UnMask: Adversarial Detection and Defense Through Robust Feature
Alignment
- URL: http://arxiv.org/abs/2002.09576v2
- Date: Sat, 14 Nov 2020 20:21:11 GMT
- Title: UnMask: Adversarial Detection and Defense Through Robust Feature
Alignment
- Authors: Scott Freitas, Shang-Tse Chen, Zijie J. Wang, Duen Horng Chau
- Abstract summary: Deep learning models are being integrated into a wide range of high-impact, security-critical systems, from self-driving cars to medical diagnosis.
Recent research has demonstrated that many of these deep learning architectures are vulnerable to adversarial attacks.
We develop UnMask, an adversarial detection and defense framework based on robust feature alignment.
- Score: 12.245288683492255
- License: http://arxiv.org/licenses/nonexclusive-distrib/1.0/
- Abstract: Deep learning models are being integrated into a wide range of high-impact,
security-critical systems, from self-driving cars to medical diagnosis.
However, recent research has demonstrated that many of these deep learning
architectures are vulnerable to adversarial attacks--highlighting the vital
need for defensive techniques to detect and mitigate these attacks before they
occur. To combat these adversarial attacks, we developed UnMask, an adversarial
detection and defense framework based on robust feature alignment. The core
idea behind UnMask is to protect these models by verifying that an image's
predicted class ("bird") contains the expected robust features (e.g., beak,
wings, eyes). For example, if an image is classified as "bird", but the
extracted features are wheel, saddle and frame, the model may be under attack.
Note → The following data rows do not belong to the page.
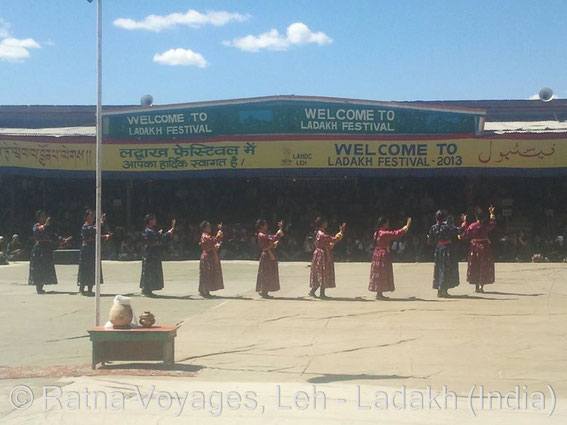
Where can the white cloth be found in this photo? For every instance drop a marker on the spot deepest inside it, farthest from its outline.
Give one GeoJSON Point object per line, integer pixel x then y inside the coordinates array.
{"type": "Point", "coordinates": [122, 300]}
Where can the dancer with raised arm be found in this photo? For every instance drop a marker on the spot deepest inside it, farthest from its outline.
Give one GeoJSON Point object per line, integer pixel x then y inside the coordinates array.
{"type": "Point", "coordinates": [210, 270]}
{"type": "Point", "coordinates": [323, 265]}
{"type": "Point", "coordinates": [480, 269]}
{"type": "Point", "coordinates": [381, 269]}
{"type": "Point", "coordinates": [446, 272]}
{"type": "Point", "coordinates": [86, 275]}
{"type": "Point", "coordinates": [268, 276]}
{"type": "Point", "coordinates": [152, 271]}
{"type": "Point", "coordinates": [42, 267]}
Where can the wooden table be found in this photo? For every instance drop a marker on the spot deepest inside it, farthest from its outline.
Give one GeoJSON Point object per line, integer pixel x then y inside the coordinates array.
{"type": "Point", "coordinates": [155, 343]}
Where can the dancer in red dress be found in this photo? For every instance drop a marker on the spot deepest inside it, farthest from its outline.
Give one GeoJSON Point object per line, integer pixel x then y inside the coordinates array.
{"type": "Point", "coordinates": [210, 271]}
{"type": "Point", "coordinates": [480, 269]}
{"type": "Point", "coordinates": [268, 276]}
{"type": "Point", "coordinates": [322, 264]}
{"type": "Point", "coordinates": [381, 270]}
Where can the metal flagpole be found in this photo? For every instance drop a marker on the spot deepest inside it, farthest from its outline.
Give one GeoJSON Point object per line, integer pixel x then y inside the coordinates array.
{"type": "Point", "coordinates": [98, 242]}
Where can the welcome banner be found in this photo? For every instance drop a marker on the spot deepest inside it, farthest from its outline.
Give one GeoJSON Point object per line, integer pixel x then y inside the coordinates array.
{"type": "Point", "coordinates": [288, 156]}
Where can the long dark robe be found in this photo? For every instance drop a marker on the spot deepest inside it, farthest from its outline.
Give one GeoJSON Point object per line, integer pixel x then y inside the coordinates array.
{"type": "Point", "coordinates": [480, 269]}
{"type": "Point", "coordinates": [381, 269]}
{"type": "Point", "coordinates": [446, 270]}
{"type": "Point", "coordinates": [268, 279]}
{"type": "Point", "coordinates": [42, 267]}
{"type": "Point", "coordinates": [152, 271]}
{"type": "Point", "coordinates": [86, 275]}
{"type": "Point", "coordinates": [323, 264]}
{"type": "Point", "coordinates": [210, 269]}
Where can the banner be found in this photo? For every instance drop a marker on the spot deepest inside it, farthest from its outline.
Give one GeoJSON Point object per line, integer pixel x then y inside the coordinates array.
{"type": "Point", "coordinates": [291, 115]}
{"type": "Point", "coordinates": [289, 156]}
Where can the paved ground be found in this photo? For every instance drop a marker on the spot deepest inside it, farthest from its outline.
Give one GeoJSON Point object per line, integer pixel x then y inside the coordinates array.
{"type": "Point", "coordinates": [348, 347]}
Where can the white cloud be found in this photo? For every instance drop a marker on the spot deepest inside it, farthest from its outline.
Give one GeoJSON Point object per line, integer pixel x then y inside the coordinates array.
{"type": "Point", "coordinates": [536, 96]}
{"type": "Point", "coordinates": [183, 57]}
{"type": "Point", "coordinates": [296, 34]}
{"type": "Point", "coordinates": [15, 50]}
{"type": "Point", "coordinates": [191, 18]}
{"type": "Point", "coordinates": [4, 28]}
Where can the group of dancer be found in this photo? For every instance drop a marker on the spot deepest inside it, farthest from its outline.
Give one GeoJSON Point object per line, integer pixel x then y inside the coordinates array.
{"type": "Point", "coordinates": [443, 234]}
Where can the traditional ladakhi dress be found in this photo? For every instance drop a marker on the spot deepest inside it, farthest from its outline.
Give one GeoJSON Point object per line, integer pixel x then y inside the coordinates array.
{"type": "Point", "coordinates": [268, 277]}
{"type": "Point", "coordinates": [152, 271]}
{"type": "Point", "coordinates": [86, 275]}
{"type": "Point", "coordinates": [446, 271]}
{"type": "Point", "coordinates": [322, 264]}
{"type": "Point", "coordinates": [42, 267]}
{"type": "Point", "coordinates": [480, 269]}
{"type": "Point", "coordinates": [381, 270]}
{"type": "Point", "coordinates": [210, 270]}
UnMask detects such attacks and defends the model by rectifying the
misclassification, re-classifying the image based on its robust features. Our
extensive evaluation shows that UnMask (1) detects up to 96.75% of attacks, and
(2) defends the model by correctly classifying up to 93% of adversarial images
produced by the current strongest attack, Projected Gradient Descent, in the
gray-box setting. UnMask provides significantly better protection than
adversarial training across 8 attack vectors, averaging 31.18% higher accuracy.
We open source the code repository and data with this paper:
https://github.com/safreita1/unmask.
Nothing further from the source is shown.